WA Agriculture Minister Alannah MacTiernan said the three shearing camps had delivered “real results for industry and for young Aboriginal people in the regions”.
“In total we’ve trained 24 novices, all of which have gone on to have post-camp industry experience with contractors,” she said.
“Many have gone on to secure regular shearing and wool handling contract work.
“We are working with the WA Shearing Industry Association and Australian Wool Innovation on using the Peel feedlot to further up-skill Aboriginal shearers and supply job-ready youth for industry at the end of November.”
Students at Wellstead said they would seek employment in sheds.
Luke Mowaljarlai Jr, 16, of Albany, said once he finished at Alta-1 College, he would like to work with his father, Luke Sr, a wool presser.
“I would maybe consider a career in shearing and would love to work with my dad’s team,” he said.
Luke was on a 10-minute pace shearing only his fourth sheep at the camp.

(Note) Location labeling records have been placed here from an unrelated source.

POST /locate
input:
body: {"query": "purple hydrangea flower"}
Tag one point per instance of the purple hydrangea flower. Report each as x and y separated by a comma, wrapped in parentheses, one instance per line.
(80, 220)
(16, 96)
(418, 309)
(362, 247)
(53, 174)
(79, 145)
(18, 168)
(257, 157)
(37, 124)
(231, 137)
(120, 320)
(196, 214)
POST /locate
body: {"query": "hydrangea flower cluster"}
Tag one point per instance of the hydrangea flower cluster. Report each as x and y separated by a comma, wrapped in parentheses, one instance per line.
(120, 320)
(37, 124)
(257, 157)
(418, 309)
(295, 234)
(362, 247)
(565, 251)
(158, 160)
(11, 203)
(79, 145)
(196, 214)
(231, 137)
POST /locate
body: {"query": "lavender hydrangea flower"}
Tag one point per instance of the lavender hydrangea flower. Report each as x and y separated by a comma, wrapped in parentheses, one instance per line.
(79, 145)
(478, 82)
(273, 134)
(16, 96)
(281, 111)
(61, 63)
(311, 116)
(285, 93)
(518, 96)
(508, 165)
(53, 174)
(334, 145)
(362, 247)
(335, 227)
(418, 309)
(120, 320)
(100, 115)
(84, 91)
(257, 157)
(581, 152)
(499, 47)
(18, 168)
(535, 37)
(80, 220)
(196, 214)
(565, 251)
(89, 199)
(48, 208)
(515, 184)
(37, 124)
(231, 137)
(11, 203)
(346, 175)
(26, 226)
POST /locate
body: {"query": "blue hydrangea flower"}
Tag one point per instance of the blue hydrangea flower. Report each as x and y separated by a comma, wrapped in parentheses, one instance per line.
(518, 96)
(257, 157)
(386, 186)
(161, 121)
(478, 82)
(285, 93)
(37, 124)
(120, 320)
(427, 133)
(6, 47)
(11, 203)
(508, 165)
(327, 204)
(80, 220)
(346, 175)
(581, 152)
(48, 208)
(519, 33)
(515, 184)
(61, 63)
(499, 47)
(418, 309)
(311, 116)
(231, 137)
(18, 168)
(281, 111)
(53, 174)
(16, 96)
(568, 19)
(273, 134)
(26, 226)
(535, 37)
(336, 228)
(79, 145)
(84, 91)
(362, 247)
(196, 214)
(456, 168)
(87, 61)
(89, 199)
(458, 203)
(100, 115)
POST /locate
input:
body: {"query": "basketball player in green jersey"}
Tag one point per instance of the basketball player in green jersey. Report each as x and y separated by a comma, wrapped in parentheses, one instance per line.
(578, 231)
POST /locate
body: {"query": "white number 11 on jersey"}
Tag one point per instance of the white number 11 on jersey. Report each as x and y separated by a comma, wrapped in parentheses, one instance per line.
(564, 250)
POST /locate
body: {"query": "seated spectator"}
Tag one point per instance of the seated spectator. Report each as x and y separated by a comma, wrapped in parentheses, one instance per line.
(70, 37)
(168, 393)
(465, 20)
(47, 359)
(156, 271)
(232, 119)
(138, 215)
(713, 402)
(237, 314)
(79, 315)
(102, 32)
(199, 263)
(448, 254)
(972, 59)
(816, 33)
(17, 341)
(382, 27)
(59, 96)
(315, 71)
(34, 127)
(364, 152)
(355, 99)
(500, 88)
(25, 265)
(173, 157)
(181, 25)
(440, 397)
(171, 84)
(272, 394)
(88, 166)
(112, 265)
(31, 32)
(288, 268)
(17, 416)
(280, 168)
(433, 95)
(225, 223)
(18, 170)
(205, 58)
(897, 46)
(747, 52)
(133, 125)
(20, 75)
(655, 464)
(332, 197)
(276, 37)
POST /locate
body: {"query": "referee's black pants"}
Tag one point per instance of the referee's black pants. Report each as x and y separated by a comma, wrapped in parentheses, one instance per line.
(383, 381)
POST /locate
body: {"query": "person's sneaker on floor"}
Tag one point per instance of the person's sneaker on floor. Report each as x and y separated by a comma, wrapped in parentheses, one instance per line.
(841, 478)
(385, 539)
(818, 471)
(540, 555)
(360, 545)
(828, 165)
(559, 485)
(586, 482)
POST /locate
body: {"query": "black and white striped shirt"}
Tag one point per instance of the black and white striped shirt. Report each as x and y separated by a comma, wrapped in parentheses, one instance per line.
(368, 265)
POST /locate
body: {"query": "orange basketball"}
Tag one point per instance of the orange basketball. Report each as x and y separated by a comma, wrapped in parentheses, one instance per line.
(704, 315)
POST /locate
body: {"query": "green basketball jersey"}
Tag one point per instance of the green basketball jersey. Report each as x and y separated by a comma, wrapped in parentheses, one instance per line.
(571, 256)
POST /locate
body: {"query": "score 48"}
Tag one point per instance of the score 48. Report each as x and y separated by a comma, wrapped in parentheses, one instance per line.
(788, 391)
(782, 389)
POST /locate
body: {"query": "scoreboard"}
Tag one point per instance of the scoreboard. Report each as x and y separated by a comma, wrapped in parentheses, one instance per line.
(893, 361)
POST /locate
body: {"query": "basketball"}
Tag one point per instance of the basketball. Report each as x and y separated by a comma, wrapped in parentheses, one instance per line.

Impact Services representative Danny Pinner, of Albany, said there was were a lot of young people looking for work.
“Aboriginal people have natural ability to pick up shearing very quickly,” he said. “They have good balance and co-ordination.”
Aboriginal mentor Mark Colbung said the students had unbelievable reflexes.
“They are learning the correct method of shearing and I will encourage them to work in sheds,” he said.
Australian Wool Innovation trainer Kevin Gellatly said all the students were doing extremely well.
“We have three shearing by themselves,” he said.
“Several have great potential to make a full-time career.”
Mr Gellatly said the camps were progressing.
“The onus is on shearing contractors to take on our students,” he said. “They won’t be as fast as the industry needs, but host farmers are please with how well they are shearing.”
Department of Primary Industry and Research Development business development officer Ashley Talbot said the plan was to rotate the shearing hubs to different farms where the most employment opportunities might exist.
“We have pencilled in two more in the Wheatbelt in the new year, one in Nungarin in the eastern Wheatbelt and one in the south west Wheatbelt,” he said.
“Brookton ... to fit in with the farmers shearing cycles.
“DPIRD has committed $130,000 to do four schools in partnership with AWI. We have done two of the four but will now await AWI who are currently experiencing budgetary pressures due to the low wool prices.”